Paul Sapounzi, a lead architect with the Ventin Group, which is involved with the facility's restoration, said it was not altogether easy to persuade Bridgepoint executives that a jail with an unremittingly bleak history could become a warm, comfortable workplace.

"There is a sacredness to this place," Mr. Sapounzi enthused. "It has been so private for 150 years. This building was designed as kind of a palace - they just happened to put a jail into it."

Workers chuckle about some of the surprises they encountered in the early stages of their work. A homeless person had created an elaborate roost for himself in the governor's quarters in the jail's attic. Murals painted by long-dead inmates were discovered on basement walls. Skeletons buried in a prison yard had to be excavated and identified.


In one notorious escape, inmates obtained a soap impression of a careless guard's skeleton key. Late at night, they gained entry to the execution chamber and used part of the gallows' trap-door mechanism to loosen mortar in the walls and escape.

In another escape, Norman (Slippery) Neal used a hacksaw in 1923 to cut through his cell bars, a door in the corridor and a barred window. The jail governor of the day - a harsh and uncompromising man named G. Hedley Basher - ordered a massive search and Mr. Neal was recaptured.
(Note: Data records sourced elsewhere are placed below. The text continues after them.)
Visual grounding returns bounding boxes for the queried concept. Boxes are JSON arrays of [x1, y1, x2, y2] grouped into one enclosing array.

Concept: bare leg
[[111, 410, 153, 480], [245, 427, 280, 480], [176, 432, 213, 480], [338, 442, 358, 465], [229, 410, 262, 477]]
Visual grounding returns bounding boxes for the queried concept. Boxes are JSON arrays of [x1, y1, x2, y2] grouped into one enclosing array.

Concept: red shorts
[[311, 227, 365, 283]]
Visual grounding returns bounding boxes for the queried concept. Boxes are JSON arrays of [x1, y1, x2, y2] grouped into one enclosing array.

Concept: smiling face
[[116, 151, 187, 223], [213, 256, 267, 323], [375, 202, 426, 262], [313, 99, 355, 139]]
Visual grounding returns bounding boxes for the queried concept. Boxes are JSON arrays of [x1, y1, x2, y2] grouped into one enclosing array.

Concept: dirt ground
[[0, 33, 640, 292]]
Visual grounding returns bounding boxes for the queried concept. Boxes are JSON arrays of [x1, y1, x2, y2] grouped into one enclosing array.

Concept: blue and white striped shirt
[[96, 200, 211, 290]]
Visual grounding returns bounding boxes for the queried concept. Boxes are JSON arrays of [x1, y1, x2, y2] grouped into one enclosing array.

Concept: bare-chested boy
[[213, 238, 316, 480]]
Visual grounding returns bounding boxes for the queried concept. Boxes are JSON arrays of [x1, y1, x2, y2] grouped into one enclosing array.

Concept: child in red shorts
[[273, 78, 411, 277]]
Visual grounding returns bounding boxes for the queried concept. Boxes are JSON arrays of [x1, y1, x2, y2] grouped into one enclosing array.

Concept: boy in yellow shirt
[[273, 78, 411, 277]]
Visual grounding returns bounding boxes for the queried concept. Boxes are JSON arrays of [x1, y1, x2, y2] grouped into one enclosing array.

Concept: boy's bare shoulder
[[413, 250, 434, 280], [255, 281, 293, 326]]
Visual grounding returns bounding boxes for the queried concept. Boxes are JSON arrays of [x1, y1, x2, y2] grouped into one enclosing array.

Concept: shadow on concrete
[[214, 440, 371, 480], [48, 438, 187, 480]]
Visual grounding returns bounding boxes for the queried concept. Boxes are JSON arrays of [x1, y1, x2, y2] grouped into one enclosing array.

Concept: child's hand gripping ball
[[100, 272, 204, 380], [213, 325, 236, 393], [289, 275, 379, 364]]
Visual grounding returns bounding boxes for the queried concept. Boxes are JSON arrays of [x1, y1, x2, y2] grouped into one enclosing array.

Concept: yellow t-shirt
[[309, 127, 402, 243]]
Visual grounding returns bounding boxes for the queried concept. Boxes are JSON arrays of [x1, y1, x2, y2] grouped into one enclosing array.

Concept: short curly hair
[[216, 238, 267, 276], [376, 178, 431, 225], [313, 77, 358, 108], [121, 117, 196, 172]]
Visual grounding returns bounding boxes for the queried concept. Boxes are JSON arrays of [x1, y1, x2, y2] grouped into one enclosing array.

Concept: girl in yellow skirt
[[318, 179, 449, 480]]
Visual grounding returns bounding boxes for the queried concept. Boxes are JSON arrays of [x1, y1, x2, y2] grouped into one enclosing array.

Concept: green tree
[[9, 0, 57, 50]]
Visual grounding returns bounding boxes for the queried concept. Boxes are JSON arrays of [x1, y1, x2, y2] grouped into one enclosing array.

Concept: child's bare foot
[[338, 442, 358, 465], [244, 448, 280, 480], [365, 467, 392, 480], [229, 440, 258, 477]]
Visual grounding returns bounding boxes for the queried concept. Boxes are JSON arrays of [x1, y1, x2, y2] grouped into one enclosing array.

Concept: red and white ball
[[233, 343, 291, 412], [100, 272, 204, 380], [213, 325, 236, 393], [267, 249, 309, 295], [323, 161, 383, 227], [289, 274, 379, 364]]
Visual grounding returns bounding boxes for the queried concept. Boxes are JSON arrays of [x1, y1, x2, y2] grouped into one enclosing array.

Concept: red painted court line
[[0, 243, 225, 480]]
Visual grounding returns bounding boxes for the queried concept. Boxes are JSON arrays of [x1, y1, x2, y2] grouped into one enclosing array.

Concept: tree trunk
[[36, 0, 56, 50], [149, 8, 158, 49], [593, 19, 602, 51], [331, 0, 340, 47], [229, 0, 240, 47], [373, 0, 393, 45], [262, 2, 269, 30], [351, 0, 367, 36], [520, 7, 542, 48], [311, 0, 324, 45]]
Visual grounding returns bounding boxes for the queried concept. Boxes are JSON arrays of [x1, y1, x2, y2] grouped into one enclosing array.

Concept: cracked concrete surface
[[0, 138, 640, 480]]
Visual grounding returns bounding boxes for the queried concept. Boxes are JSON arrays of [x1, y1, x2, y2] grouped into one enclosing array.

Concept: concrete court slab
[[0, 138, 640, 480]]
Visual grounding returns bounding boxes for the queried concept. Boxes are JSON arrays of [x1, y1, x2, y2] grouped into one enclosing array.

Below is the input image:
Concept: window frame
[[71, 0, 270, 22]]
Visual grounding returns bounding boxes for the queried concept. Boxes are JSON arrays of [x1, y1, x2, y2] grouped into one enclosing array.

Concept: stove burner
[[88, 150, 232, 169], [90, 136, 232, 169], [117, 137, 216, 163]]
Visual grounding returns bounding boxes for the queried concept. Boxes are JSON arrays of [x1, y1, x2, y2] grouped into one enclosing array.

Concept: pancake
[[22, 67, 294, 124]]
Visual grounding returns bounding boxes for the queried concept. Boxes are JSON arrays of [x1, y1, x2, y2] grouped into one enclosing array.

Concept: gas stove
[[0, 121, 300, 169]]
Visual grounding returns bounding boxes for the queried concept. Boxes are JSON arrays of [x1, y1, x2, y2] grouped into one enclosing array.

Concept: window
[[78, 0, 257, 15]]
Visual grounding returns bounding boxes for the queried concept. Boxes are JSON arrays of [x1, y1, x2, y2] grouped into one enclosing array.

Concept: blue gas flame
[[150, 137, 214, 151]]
Members of the notorious Boyd Gang also broke out of the Don in 1952 using a hacksaw one of them had concealed in his wooden leg. Soon after being recaptured, the foursome escaped again by cutting through two sets of bars. Two of the men were ultimately sent to Kingston Penitentiary. The other two, who had killed a police officer while they were at large, were executed in 1952.

Shortly before the noose was draped around his neck, one of them asked a guard whether it was true that hanging guaranteed an instant death. For him, it didn't. He took 44 minutes to die.


In its heyday, the prevailing ethic at the Don Jail was simple - prison should be a harsh and intimidating experience that no sane person would want to repeat.

To that end, the last thing an offender saw as he entered the Don from the outside world was a mawkish stone figure of Father Time carved into the stone above the front door of the jail. Inside the jail, numerous wrought-iron serpents and dragons emerge from the dark, connecting walls to balconies and catwalks.

Floggings were conducted on the floor of its central rotunda, with inmates watching the gruesome spectacle from the balconies. The families of debtors were often imprisoned in adjoining cells as extra punishment. For a long time, talking was prohibited.

The cells of the old Don were stunningly narrow and often double bunked. The toilet was a bucket.

For all its privations, however, nothing compared to the execution chamber as a lesson for persistent ne'er-do-wells. The chamber was a dank room located just off the midpoint of a death-row cell block. To add to the horror, the odd botched hanging would cause a gory decapitation.

The last executions to take place in Canada - those of Lucas and Ronald Turpin - took place in the Don Jail in 1962. The chamber still remains largely untouched despite renovations going on throughout the building.

"It's always feels cold in there," a member of the construction team observed with a shudder.

Editor's Note: Diamond and Schmitt Architects designed the adaptation of the Don Jail in Toronto. Ventin Group is involved in its restoration. Incorrect information appeared in print on April 20 and in an earlier online version of this story. This version has been corrected.